Even now, the Biden administration said it would withhold many of the files and keep them under wraps until December 2022.
“It’s an outrage,” JFK nephew Robert F. Kennedy Jr. fumed, “It’s an outrage against American democracy.
“We’re not supposed to have secret governments within the government,” he said.
Former Rep. Patrick Kennedy, the son of the late Sen. Ted Kennedy, also railed against the limited release of the records.
“I think for the good of the country, everything has to be put out there so there’s greater understanding of our history,” he said.
The newly released records were collected under a 1992 act of Congress, with widespread public opinion polls showing that most Americans do not believe the official findings of the Warren Commission.

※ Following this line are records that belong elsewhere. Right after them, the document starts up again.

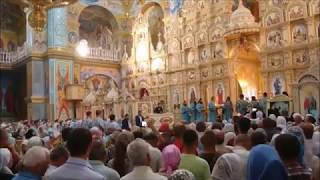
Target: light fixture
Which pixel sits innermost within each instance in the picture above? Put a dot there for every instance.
(38, 16)
(83, 48)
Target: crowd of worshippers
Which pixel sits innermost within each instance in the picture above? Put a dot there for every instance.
(276, 147)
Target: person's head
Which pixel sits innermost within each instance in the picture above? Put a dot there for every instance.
(151, 138)
(208, 140)
(181, 174)
(190, 140)
(98, 152)
(244, 125)
(258, 138)
(297, 118)
(36, 160)
(243, 140)
(307, 130)
(229, 139)
(216, 125)
(121, 144)
(97, 134)
(241, 96)
(265, 94)
(201, 126)
(138, 134)
(79, 142)
(112, 117)
(58, 156)
(65, 133)
(138, 153)
(171, 158)
(288, 147)
(178, 130)
(4, 139)
(98, 113)
(310, 119)
(219, 136)
(88, 114)
(35, 141)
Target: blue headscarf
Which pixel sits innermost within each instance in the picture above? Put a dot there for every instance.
(298, 132)
(265, 164)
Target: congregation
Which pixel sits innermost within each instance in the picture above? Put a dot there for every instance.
(249, 146)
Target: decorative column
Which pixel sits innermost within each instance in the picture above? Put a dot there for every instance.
(57, 28)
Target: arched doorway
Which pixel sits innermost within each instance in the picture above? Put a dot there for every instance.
(99, 27)
(246, 68)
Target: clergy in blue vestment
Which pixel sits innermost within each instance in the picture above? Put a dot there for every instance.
(200, 111)
(242, 105)
(227, 109)
(212, 116)
(185, 112)
(193, 108)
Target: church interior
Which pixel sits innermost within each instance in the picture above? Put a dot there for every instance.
(62, 58)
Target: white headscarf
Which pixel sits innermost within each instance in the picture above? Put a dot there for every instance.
(316, 143)
(5, 160)
(228, 128)
(228, 136)
(282, 123)
(273, 117)
(228, 167)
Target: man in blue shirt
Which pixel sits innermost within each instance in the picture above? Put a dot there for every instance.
(35, 163)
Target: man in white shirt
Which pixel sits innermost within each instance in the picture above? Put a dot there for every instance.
(138, 154)
(97, 156)
(77, 166)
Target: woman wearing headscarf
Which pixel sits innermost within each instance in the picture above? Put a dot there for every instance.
(171, 159)
(212, 115)
(298, 132)
(181, 174)
(265, 164)
(228, 167)
(5, 161)
(316, 152)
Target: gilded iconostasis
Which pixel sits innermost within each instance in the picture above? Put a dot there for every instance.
(134, 54)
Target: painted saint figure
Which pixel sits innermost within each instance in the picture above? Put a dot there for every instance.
(212, 116)
(193, 108)
(277, 86)
(310, 104)
(200, 111)
(227, 109)
(185, 112)
(220, 94)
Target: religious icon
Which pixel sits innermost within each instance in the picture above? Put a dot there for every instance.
(310, 103)
(299, 33)
(277, 85)
(219, 94)
(192, 95)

The commission’s report, released in 1964, concluded that Oswald, a former US Marine, acted alone in Kennedy’s assassination.
More than 10,000 records related to the Kennedy assassination remain hidden from public view, according to CNN.
Conspiracy-theory fuel
Historians and JFK experts also said the newly released documents also offer little in new information, and include documents previously available for review — save with earlier redactions removed.
“It’s always ‘the next time,’ ” Larry Sabato, a leading expert on the assassination with the University of Virginia, griped to CNN.
“The reason it’s so important is not so much that we’re going to find a smoking gun that changes the entire theory of who killed Kennedy,” he said.
“The lack of transparency and the fact that getting these documents after 58 years is like pulling a whole mouthful of teeth,” Sabato said. “It tells you why we have so many conspiracy theories.”
The Kennedy assassination has long been the subject of widespread speculation and conspiracy theories — and continues to be surrounded by mystery.
JFK and First Lady Jacqueline Kennedy were riding in the back of a limousine convertible on Nov. 22, 1963, in Dealey Plaza in Dallas when the president was shot and mortally wounded.
Oswald was arrested after the shooting but was himself shot and killed by Dallas bar owner Jack Ruby just two days after the arrest.